The reason I usually object to you bringing up Hillfolk all the time is because it is usually in the context of us discussing Narrativist designs and Hillfolk is a game that is even further away from games like Apocalypse World than conventional play is. It's a game that is very much a collaborative storytelling exercise with an actual writer's room dynamic.

Usually when I'm speaking about other people's lack of experience it's with Narrativism specifically. Not just other games.

I also mostly do not want people to associate what are two very different sorts of play into the same overall bucket. We already have to deal with that misinterpretation so often. Where people try to throw all less conventional play into the same "narrative game" bucket and having to convince people for the umpteenth time that Fate and Hillfolk are nothing like Sorcerer and Apocalypse Keys is deeply exhausting.
I can see your concern. It might come off like me talking about majestic wilder lands and someone making a post that PbtA is just like it or something. My point when I have raised it hasn’t been to create that kind of confusion.

One thing about Hillfolk though is it does have mechanics and resources. While dialogue is the driver there are design features to the game (like dramatic poles for example) so it isn’t purely collaborative storytelling. What it feels like is someone took theater improv concepts and gave them a mechanical framework to produce long term campaigns that can feel like Breaking Bad, Babylon 5 or I, Claudius. And the default setting of prehistoric hill people works because it creates a very open environment to create in
 

I think you’re missing what I’m saying.

When you design an area… a town that’s meant to be part of a sandbox, let’s say… you are thinking about the fictional elements of the town. Like the leadership… is it a mayor or a council, or something else? What’s the major occupation or industry of the town? Who else lives here? And so on.
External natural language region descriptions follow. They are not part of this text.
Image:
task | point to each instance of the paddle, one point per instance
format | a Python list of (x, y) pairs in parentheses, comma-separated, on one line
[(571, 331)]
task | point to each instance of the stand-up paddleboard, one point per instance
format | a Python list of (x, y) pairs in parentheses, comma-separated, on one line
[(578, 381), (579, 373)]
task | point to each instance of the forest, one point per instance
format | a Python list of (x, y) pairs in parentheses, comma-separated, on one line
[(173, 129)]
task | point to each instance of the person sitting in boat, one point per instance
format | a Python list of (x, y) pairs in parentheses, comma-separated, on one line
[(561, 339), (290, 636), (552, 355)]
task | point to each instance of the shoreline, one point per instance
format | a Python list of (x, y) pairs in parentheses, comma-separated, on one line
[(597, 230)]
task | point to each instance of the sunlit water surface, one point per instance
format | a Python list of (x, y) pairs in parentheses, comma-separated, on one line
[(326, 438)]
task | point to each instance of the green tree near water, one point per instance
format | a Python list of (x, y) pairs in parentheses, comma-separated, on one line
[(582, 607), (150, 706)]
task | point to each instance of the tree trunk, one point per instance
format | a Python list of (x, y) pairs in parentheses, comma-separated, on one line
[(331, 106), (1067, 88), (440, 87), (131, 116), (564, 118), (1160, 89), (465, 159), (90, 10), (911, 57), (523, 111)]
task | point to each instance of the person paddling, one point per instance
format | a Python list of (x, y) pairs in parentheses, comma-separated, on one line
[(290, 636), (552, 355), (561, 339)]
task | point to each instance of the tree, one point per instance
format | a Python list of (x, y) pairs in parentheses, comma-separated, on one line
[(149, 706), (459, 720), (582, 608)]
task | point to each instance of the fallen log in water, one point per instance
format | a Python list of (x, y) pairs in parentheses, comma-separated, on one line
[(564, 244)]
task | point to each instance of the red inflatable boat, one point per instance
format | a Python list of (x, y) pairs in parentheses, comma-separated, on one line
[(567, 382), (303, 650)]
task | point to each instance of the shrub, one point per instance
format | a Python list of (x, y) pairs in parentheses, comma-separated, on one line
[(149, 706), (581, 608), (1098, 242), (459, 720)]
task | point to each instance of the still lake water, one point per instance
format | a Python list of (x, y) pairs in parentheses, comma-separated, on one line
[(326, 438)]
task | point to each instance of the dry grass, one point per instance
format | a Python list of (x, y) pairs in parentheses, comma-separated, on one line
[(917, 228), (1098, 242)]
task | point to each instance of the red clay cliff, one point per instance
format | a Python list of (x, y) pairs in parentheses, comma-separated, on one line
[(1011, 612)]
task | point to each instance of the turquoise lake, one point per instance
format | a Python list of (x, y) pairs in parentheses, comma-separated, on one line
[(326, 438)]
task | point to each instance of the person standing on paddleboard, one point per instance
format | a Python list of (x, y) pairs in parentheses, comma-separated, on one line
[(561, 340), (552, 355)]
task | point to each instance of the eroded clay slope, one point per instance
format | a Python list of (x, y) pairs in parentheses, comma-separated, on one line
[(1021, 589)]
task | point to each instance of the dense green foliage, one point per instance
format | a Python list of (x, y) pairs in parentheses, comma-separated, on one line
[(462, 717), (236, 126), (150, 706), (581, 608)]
You should also be thinking of the game. For there to be something for the players to engage with in some way, rather than just sightseeing. Conflicts, problems, opportunities. What shape these things may take. Decisions made that may impact that.
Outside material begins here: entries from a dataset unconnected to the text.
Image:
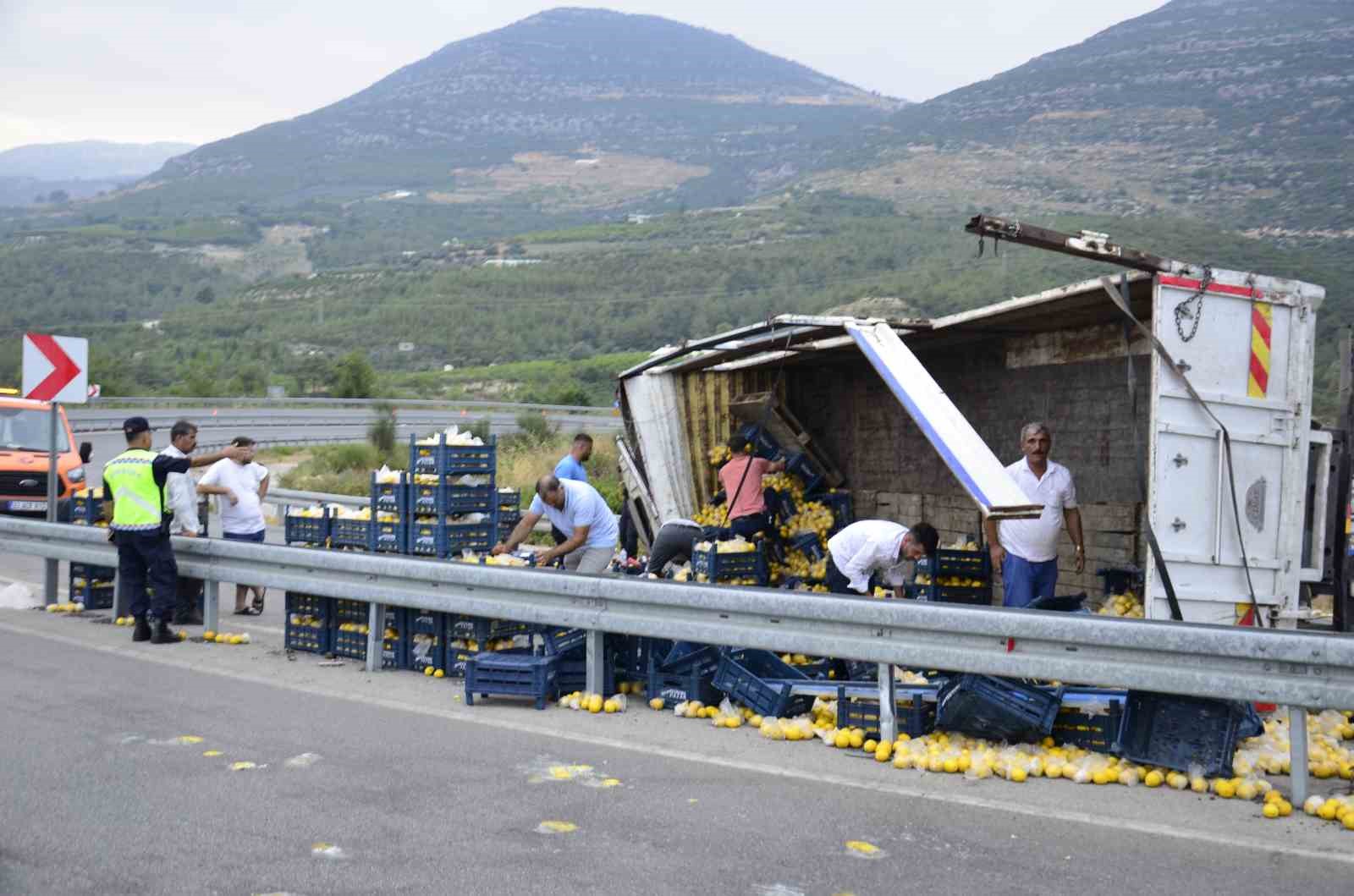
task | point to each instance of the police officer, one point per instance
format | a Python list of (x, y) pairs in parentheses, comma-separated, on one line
[(135, 485)]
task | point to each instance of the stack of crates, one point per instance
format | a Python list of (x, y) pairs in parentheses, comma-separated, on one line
[(438, 498), (90, 585), (711, 566), (955, 577), (509, 512)]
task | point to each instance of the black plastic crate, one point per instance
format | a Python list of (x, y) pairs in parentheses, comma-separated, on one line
[(1090, 717), (807, 544), (388, 537), (914, 711), (997, 708), (350, 534), (722, 568), (306, 530), (1178, 733), (758, 679), (511, 674), (444, 460), (839, 503), (390, 497), (309, 623)]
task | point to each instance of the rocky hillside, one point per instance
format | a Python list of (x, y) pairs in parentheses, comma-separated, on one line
[(573, 108), (1241, 111)]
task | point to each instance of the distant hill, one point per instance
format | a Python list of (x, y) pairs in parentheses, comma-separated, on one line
[(87, 160), (30, 175), (566, 110), (1239, 111)]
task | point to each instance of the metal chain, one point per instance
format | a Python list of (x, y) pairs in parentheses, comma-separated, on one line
[(1184, 309)]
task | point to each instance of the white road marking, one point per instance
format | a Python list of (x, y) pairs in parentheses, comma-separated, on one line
[(756, 767)]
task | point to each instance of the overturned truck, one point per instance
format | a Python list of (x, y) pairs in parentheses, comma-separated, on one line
[(1198, 377)]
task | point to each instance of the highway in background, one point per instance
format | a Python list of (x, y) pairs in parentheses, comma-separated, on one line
[(272, 426)]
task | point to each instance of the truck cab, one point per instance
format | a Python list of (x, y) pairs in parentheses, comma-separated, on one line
[(25, 435)]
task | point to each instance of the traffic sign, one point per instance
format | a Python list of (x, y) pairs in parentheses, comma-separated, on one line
[(56, 368)]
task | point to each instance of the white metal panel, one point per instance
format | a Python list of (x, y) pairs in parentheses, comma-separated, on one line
[(656, 413), (954, 437), (1191, 500)]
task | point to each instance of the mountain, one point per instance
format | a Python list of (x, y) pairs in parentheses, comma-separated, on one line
[(76, 171), (1236, 111), (566, 110)]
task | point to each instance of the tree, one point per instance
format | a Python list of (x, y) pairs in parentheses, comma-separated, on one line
[(354, 377)]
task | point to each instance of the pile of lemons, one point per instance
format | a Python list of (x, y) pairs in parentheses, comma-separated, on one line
[(223, 638), (1127, 605), (593, 703)]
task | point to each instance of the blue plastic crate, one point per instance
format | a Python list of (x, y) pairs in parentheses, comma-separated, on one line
[(758, 679), (471, 536), (390, 497), (388, 537), (512, 674), (1090, 717), (350, 534), (306, 530), (85, 509), (724, 568), (309, 623), (1178, 733), (997, 708), (352, 642), (427, 639), (914, 711), (95, 597), (460, 460)]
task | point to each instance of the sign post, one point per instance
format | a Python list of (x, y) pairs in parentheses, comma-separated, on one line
[(54, 370)]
To think of the setting solely based on the fictional elements and not how they work as a game seems like an incomplete approach to GMing.
The town is what the town is. It's (ideally) on the players to figure out how and when to interact with it and-or any of its inhabitants, or whether they want to simply ignore the place and go somewhere else.

The setting is what the setting is at this moment in its ongoing history. It's on the players to figure out how they want to interact with it and-or what they want to do to it.